I’m a sucker for a good Jane Austen adaptation. In fact, I think I’ve seen just about every one in existence, apart from those awkward 1970s BBC ones that are about as exciting as cohabitation with Mr Collins. So, naturally, this week’s Classic Remarks topic is right down my alley. But since I’ve been watching Austen adaptations since I was about thirteen, it’s kind of tough to pick my favourite. So, instead, I’ve decided to group my selections to cover all the bases you might use for evaluating an Austen adaptation.
I’ve already written a review of it, so I won’t bang on too long, but I think that in terms of creativity, Patricia Rozema’s 1999 Mansfield Park takes the prize for the most creative engagement with the source material. I know a lot of people hate this version, because it’s a pretty grim take on Austen’s novel which takes a lot of licence with the original, but I’m very impressed with the intellectual engagement present in this film. It’s not the most enjoyable of viewing experiences, but it’s very interesting creatively, and although it may require a little more effort, it’s well worth it.
You hear a lot about adaptations of Pride and Prejudice, Emma, and to some extent Sense and Sensibility. But if there’s an Austen adaptation that doesn’t get as much press as it deserves – well, actually, it would probably have to be a tie between the 2007 Northanger Abbey, with the tireless Andrew Davies as screenwriter, and the 1995 Persuasion. Northanger Abbey could give 1995’s Pride and Prejudice a run for the title of ‘Sexiest Austen Adaptation’, although it’d still probably lose. But it’s a great adaptation of one of the least-filmed Austen novels. As for Persuasion, this BBC production manages to capture the more mature, pensive mood of Austen’s later novel perfectly. It’s understated, intelligent, and secretly wonderful – much like its heroine, Anne Elliot.

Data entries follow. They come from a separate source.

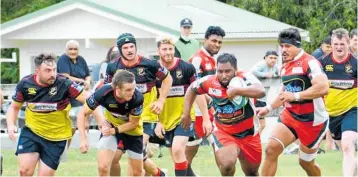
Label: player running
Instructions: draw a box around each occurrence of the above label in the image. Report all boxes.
[105,33,173,176]
[6,53,98,176]
[319,28,358,176]
[78,70,144,176]
[182,53,265,176]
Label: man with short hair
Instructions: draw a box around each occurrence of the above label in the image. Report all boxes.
[319,28,358,176]
[186,26,225,176]
[155,38,211,176]
[182,53,265,176]
[312,36,332,59]
[78,70,144,176]
[251,50,280,134]
[6,53,92,176]
[105,33,173,176]
[175,18,200,61]
[349,29,358,57]
[258,28,329,176]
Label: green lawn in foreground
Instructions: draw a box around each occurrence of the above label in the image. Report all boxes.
[1,146,342,176]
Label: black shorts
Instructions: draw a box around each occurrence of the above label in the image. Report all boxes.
[116,133,143,154]
[255,100,266,119]
[149,124,194,148]
[329,107,357,140]
[143,122,157,137]
[15,126,67,170]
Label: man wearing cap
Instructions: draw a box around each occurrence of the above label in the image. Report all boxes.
[257,28,329,176]
[105,33,173,176]
[174,18,200,61]
[251,50,279,134]
[349,29,358,57]
[312,36,332,59]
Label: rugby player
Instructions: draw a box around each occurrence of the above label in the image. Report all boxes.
[182,53,265,176]
[258,28,329,176]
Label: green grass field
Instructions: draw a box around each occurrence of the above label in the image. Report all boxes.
[1,146,342,176]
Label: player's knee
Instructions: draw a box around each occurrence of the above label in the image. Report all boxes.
[265,143,282,158]
[299,158,314,170]
[132,168,143,176]
[172,147,185,158]
[220,159,236,174]
[19,166,35,176]
[98,164,110,175]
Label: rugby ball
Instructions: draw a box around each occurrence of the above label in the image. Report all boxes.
[228,77,249,109]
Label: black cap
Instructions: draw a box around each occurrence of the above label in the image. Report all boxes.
[264,50,278,59]
[180,18,193,27]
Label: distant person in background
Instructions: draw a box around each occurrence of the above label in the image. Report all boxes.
[349,29,358,57]
[251,50,279,79]
[57,40,91,147]
[99,46,120,79]
[174,18,200,62]
[251,50,279,134]
[312,36,332,59]
[93,46,120,91]
[0,89,4,107]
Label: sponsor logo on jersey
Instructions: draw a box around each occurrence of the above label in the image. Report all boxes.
[176,70,183,79]
[285,84,303,93]
[169,86,185,96]
[344,64,353,74]
[48,87,57,96]
[27,88,37,95]
[324,65,333,72]
[292,67,303,74]
[108,104,118,108]
[137,67,145,76]
[136,84,148,93]
[209,88,222,96]
[330,80,354,89]
[27,103,57,112]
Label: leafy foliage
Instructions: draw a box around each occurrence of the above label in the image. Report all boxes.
[220,0,357,53]
[1,0,63,84]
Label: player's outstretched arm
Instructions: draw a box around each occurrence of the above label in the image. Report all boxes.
[6,101,23,141]
[298,74,329,100]
[150,74,173,114]
[181,82,196,129]
[77,103,92,153]
[109,115,140,135]
[227,83,266,99]
[196,95,212,136]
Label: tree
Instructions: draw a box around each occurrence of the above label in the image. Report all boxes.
[220,0,357,53]
[1,0,63,84]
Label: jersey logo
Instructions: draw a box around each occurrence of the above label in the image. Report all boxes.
[49,87,57,96]
[205,63,212,70]
[27,88,37,95]
[324,65,333,72]
[344,64,353,74]
[116,69,123,73]
[176,70,183,79]
[108,104,118,108]
[137,67,145,76]
[292,67,303,74]
[169,86,185,96]
[209,88,222,96]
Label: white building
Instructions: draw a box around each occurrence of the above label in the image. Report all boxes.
[0,0,308,77]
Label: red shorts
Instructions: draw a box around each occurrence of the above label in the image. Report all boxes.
[213,130,262,164]
[194,111,214,139]
[278,110,329,149]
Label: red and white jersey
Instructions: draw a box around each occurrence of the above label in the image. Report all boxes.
[281,50,328,125]
[192,72,260,137]
[189,47,216,78]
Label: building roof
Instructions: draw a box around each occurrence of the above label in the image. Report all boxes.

I love re-watching the 1996 Gwyneth Paltrow Emma – not because I think it’s the best adaptation of Emma (personally I think the Kate Beckinsdale version was a bit more understated but perhaps a bit better acted and written) – but because it was the first Austen adaptation I ever watched, and may perhaps be responsible for my Austen obsession in the first place. There you go. If you need someone to blame, blame Douglas McGrath.
Okay, I’ll admit it, this one’s a complete tie. Because to be honest, I can’t decide between Clueless (based on Emma) and Bride and Prejudice (based on Pride and Prejudice). Both movies are funny, clever, and enjoyable to watch. Clueless sets Austen’s Emma in an American high school, and is so delightfully 90s it makes me want to cry (Cher’s computerised closet, the ridiculous outfits, the grungy skater kids – sigh. What a time to be alive). Bride and Prejudice is a Bollywood-inspired take on Pride and Prejudice, and highlights cultural difference as a key point of friction between the Darcy and Elizabeth/Lalita characters. Plus it has incredibly catchy tunes. Seriously. I only have to listen to about ten bars of ‘No Life, Without Wife’ and it’s stuck in my head for days afterward. You’ve been warned….

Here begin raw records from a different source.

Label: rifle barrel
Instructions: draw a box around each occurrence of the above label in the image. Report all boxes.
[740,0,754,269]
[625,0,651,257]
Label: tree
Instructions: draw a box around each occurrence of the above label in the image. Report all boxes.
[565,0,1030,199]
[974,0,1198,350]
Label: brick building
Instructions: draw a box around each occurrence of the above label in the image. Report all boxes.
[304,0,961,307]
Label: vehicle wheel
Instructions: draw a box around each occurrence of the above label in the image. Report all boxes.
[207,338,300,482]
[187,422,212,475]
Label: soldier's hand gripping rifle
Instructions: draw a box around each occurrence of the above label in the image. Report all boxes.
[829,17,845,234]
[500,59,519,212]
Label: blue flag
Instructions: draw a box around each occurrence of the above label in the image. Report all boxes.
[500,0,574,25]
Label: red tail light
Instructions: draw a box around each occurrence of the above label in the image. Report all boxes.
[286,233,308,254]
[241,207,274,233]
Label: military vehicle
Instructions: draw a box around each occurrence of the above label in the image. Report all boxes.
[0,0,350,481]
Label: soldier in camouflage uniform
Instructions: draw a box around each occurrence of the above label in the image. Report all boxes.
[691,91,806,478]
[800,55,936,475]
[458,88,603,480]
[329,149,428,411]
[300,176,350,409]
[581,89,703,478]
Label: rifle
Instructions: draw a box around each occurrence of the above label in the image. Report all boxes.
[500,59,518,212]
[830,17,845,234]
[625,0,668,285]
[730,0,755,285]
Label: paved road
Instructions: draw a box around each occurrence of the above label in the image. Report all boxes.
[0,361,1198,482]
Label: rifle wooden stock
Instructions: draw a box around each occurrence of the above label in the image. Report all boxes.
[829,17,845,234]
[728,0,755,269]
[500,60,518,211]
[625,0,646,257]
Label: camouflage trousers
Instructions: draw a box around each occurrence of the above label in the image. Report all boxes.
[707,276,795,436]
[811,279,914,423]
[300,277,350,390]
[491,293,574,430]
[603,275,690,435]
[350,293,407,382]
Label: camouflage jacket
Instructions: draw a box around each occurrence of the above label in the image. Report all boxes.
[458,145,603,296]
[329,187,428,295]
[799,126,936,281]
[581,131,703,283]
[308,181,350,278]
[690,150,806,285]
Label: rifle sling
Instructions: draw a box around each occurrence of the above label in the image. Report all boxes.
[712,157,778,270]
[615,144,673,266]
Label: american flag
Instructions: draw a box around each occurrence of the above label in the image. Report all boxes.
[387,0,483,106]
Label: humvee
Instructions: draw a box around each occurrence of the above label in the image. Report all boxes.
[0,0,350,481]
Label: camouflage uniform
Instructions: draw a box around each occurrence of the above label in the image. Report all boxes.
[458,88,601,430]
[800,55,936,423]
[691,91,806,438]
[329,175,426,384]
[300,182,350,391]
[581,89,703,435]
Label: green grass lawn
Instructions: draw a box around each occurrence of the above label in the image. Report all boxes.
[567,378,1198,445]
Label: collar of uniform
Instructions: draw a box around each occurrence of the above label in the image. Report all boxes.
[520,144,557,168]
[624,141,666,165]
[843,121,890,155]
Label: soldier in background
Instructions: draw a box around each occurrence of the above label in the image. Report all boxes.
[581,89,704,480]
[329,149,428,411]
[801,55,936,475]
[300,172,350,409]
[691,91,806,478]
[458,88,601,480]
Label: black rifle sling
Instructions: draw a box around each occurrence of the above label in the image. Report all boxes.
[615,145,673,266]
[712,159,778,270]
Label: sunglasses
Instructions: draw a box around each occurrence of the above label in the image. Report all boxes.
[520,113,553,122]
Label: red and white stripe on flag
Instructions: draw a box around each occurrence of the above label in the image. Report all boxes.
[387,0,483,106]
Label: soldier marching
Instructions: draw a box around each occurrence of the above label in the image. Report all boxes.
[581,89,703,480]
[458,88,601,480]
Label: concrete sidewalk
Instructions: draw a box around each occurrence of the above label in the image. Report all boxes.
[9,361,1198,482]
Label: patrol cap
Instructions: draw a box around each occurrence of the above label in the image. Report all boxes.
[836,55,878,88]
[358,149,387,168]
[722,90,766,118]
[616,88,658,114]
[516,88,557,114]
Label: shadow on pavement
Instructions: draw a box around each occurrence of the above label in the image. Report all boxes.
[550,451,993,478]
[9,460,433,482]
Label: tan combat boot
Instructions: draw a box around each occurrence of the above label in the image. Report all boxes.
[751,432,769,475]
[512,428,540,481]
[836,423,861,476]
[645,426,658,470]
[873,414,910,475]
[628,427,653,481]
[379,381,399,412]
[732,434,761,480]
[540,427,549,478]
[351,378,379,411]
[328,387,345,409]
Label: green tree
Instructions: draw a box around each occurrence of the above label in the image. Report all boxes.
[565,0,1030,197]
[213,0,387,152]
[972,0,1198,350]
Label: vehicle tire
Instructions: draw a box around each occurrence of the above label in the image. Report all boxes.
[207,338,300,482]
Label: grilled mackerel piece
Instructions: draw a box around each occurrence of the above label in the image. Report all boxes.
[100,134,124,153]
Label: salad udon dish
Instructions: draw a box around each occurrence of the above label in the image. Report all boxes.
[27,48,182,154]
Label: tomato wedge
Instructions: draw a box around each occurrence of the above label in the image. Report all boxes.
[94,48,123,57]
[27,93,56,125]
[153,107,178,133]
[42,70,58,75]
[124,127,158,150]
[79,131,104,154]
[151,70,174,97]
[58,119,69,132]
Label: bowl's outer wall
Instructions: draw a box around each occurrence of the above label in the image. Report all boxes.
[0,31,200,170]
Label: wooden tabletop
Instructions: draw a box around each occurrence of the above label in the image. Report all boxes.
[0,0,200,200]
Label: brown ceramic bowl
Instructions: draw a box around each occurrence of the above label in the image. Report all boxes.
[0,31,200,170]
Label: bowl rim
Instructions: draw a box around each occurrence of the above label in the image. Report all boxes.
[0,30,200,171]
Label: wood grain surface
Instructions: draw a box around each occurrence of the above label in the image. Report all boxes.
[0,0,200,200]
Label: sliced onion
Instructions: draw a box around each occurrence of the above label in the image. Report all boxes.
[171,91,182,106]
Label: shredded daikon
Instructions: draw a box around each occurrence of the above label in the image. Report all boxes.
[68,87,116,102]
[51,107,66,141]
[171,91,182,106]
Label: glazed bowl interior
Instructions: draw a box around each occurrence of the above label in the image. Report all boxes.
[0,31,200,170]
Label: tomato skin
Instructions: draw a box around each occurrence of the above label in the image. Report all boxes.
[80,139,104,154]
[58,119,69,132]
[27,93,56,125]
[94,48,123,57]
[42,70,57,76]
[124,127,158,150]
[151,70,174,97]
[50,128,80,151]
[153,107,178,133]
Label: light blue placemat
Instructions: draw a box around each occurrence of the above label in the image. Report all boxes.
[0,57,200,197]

What I think makes these modernisations so great is that both of them have fun with the source material and with the characters they create. They’re both joyful and playful and embrace the ridiculous. And there’s not too many awkward moments where the screenwriters desperately try to make an Austen plot point work in the twentieth/twenty-first century. They play fast and loose with Austen’s plots, and it works. They may seem like fun, relaxing comedies on the surface, but like Austen’s novels themselves, both movies actually use comedy to explore contemporary issues in a clever way. And now… I’m off to re-watch Bride and Prejudice, and hopefully stop humming ‘No Life, Without Wife’ under my breath.

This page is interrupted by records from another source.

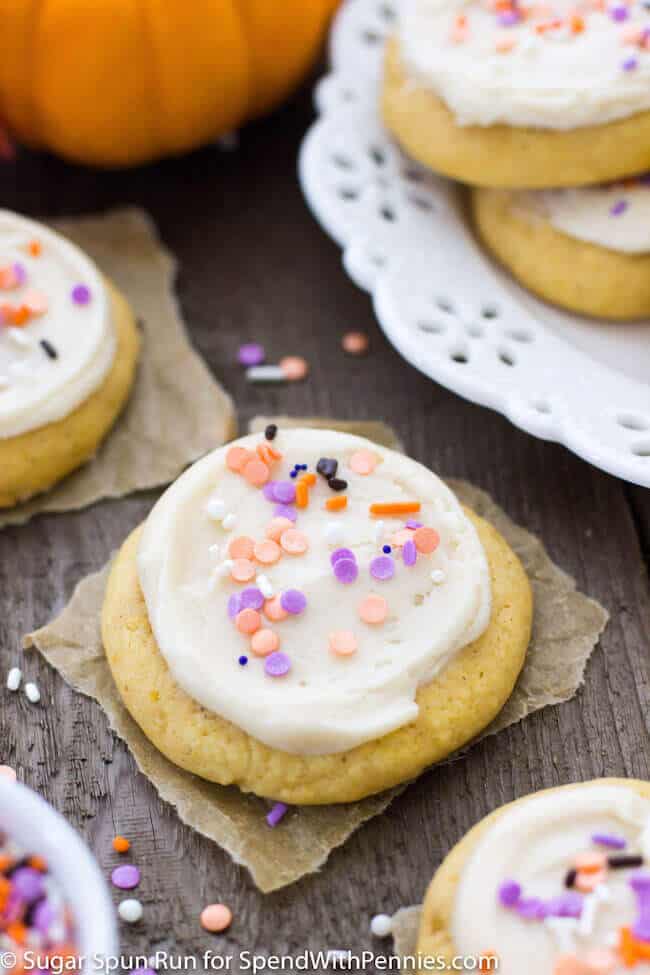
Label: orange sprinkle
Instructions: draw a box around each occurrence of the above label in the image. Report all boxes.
[251,630,280,657]
[370,501,421,518]
[253,538,282,565]
[230,559,255,582]
[296,481,309,508]
[226,447,253,474]
[266,517,293,542]
[242,457,270,487]
[235,609,262,636]
[329,630,357,657]
[228,535,255,559]
[280,528,309,555]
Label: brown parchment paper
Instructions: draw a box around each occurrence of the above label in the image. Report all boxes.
[24,417,607,892]
[0,209,235,527]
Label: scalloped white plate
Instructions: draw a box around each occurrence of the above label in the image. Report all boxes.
[299,0,650,487]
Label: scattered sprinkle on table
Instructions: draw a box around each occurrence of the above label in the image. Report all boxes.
[201,904,232,934]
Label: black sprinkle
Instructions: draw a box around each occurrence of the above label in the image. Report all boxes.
[607,853,643,870]
[327,477,348,491]
[316,457,339,481]
[41,339,59,359]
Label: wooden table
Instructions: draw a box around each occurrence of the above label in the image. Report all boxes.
[0,84,650,971]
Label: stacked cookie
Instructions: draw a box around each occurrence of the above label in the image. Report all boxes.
[383,0,650,320]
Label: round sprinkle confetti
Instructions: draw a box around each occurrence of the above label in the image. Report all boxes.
[349,450,379,476]
[201,904,232,934]
[230,559,255,582]
[341,332,370,355]
[359,596,388,624]
[413,528,440,555]
[237,342,266,366]
[266,517,293,542]
[226,447,253,473]
[280,589,307,616]
[253,536,280,565]
[117,897,143,924]
[264,596,289,623]
[228,535,255,559]
[329,630,357,657]
[72,284,90,305]
[111,863,140,890]
[235,609,262,636]
[280,355,309,382]
[239,586,264,609]
[251,630,280,657]
[242,457,270,487]
[370,555,395,582]
[264,651,291,677]
[334,559,359,586]
[280,528,309,555]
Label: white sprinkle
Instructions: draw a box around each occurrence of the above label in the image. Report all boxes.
[7,667,23,691]
[246,366,287,383]
[205,498,226,521]
[256,575,275,599]
[370,914,393,938]
[117,897,142,924]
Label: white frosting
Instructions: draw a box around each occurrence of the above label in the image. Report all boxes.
[138,430,491,754]
[515,181,650,254]
[399,0,650,129]
[451,784,650,975]
[0,210,115,438]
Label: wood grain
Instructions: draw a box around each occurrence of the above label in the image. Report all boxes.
[0,86,650,971]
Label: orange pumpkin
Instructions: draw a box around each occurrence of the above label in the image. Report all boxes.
[0,0,337,166]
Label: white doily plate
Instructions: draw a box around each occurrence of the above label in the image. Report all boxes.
[299,0,650,487]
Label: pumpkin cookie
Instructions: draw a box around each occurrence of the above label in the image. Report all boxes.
[0,211,140,508]
[418,779,650,975]
[383,0,650,188]
[102,428,532,804]
[472,179,650,321]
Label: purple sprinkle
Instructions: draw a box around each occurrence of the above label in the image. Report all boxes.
[266,802,289,829]
[238,586,264,609]
[72,284,90,305]
[370,555,395,582]
[280,589,307,616]
[264,650,291,677]
[591,833,627,850]
[273,481,296,504]
[330,548,357,565]
[111,863,140,890]
[228,592,241,620]
[11,867,44,904]
[237,342,266,366]
[402,538,418,565]
[273,504,298,521]
[334,559,359,586]
[498,880,521,907]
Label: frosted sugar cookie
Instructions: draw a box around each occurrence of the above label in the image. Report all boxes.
[418,779,650,975]
[383,0,650,188]
[472,177,650,320]
[102,427,532,804]
[0,210,139,507]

Come on. You knew it was coming. Where else would the 1995 Jennifer Ehle/Colin Firth Pride and Prejudice adaptation be? Despite the wealth of interesting and fun Austen adaptations out there, somehow I always seem to come back to this one as the cream of the crop. It’s probably not surprising. This adaptation set a new standard for Austen on-screen, and it’s come to define our understanding of what ‘Jane Austen films’ look like. It’s well-acted, well-scripted, and well-filmed. But 1994’s Sense and Sensibility follows close behind. Emma Thompson won an Oscar for the screenplay, and it’s easy to see why. It picks up on the joyful energy of mid-nineties literary adaptations (think Much Ado About Nothing, for example) and plays around with historical details and sub-plots that don’t necessarily catch your eye in the original novel. These two adaptations have just come to define the genre. With strong female leads and smart scripting, they’re an excellent example of toeing the line between entertaining and intellectually stimulating.
What’s your favourite Jane Austen adaptation?